ABSTRACT
The application of machine learning (ML) tools in electronic health records (EHRs) can help reduce the underdiagnosis of dementia, but models that are not designed to reflect minority population may perpetuate that underdiagnosis. To address the underdiagnosis of dementia in both Black Americans (BAs) and white Americans (WAs), we sought to develop and validate ML models that assign race-specific risk scores. These scores were used to identify undiagnosed dementia in BA and WA Veterans in EHRs. More specifically, risk scores were generated separately for BAs (n=10K) and WAs (n=10K) in training samples of cases and controls by performing ML, equivalence mapping, topic modeling, and a support vector-machine (SVM) in structured and unstructured EHR data. Scores were validated via blinded manual chart reviews (n=1.2K) of controls from a separate sample (n=20K). AUCs and negative and positive predictive values (NPVs and PPVs) were calculated to evaluate the models. There was a strong positive relationship between SVM-generated risk scores and undiagnosed dementia. BAs were more likely than WAs to have undiagnosed dementia per chart review, both overall (15.3% vs 9.5%) and among Veterans with >90th percentile cutoff scores (25.6% vs 15.3%). With chart reviews as the reference standard and varied cutoff scores, the BA model performed slightly better than the WA model (AUC=0.86 with NPV=0.98 and PPV=0.26 at >90th percentile cutoff vs AUC=0.77 with NPV=0.98 and PPV=0.15 at >90th). The AUCs, NPVs, and PPVs suggest that race-specific ML models can assist in the identification of undiagnosed dementia, particularly in BAs. Future studies should investigate implementing EHR-based risk scores in clinics that serve both BA and WA Veterans.

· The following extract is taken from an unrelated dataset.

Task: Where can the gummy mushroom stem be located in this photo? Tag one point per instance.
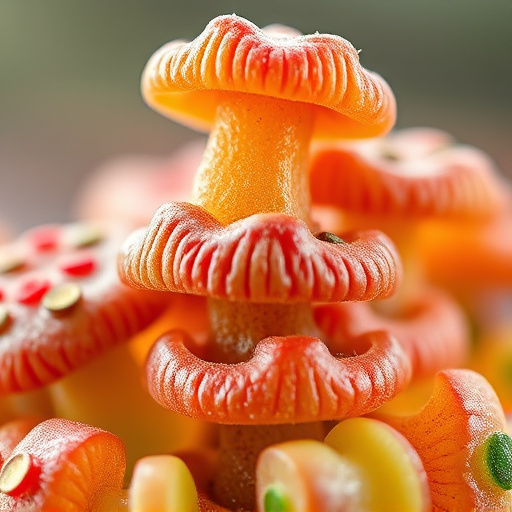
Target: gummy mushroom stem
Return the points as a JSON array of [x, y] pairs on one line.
[[259, 145], [236, 327]]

Competing Interest Statement
The authors have declared no competing interest.
Funding Statement
This work was supported by NIA R56 AG059739 and was supported in part by the U. S. Department of Veterans Affairs Office of Research and Development Biomedical Laboratory Research Program.
Author Declarations
I confirm all relevant ethical guidelines have been followed, and any necessary IRB and/or ethics committee approvals have been obtained.
Yes
The details of the IRB/oversight body that provided approval or exemption for the research described are given below:
The IRBs of the VA Puget Sound Health Care System and Washington VA Medical Center gave ethical approval for this work.

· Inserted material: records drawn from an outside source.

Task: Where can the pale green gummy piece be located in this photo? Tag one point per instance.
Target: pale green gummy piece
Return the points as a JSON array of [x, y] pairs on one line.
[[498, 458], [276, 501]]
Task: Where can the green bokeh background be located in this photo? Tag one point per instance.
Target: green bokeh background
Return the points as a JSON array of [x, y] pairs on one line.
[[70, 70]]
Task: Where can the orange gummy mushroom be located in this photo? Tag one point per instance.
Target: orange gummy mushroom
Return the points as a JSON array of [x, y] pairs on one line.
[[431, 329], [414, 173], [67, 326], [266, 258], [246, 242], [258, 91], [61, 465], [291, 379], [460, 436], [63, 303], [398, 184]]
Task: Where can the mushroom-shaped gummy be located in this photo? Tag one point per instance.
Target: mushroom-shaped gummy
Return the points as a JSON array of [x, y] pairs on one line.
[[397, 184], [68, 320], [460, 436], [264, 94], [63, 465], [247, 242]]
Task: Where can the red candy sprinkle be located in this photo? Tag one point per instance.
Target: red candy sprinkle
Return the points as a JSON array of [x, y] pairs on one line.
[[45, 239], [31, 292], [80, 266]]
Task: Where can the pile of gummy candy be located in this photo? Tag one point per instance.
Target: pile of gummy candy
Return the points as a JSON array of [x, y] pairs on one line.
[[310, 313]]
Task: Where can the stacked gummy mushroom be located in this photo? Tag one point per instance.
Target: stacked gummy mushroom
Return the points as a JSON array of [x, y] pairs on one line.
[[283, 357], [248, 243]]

I confirm that all necessary patient/participant consent has been obtained and the appropriate institutional forms have been archived, and that any patient/participant/sample identifiers included were not known to anyone (e.g., hospital staff, patients or participants themselves) outside the research group so cannot be used to identify individuals.
Yes
I understand that all clinical trials and any other prospective interventional studies must be registered with an ICMJE-approved registry, such as ClinicalTrials.gov. I confirm that any such study reported in the manuscript has been registered and the trial registration ID is provided (note: if posting a prospective study registered retrospectively, please provide a statement in the trial ID field explaining why the study was not registered in advance).
Yes
I have followed all appropriate research reporting guidelines and uploaded the relevant EQUATOR Network research reporting checklist(s) and other pertinent material as supplementary files, if applicable.
Yes
Footnotes
AUTHOR NOTE
Current author affiliations were updated, and Tables 2 and 4 received minor updates.
Data Availability
The VA EHR data resides in VINCI behind VA firewalls. VA-approved investigators can access the data. SVM algorithms can be made available to interested qualified investigators.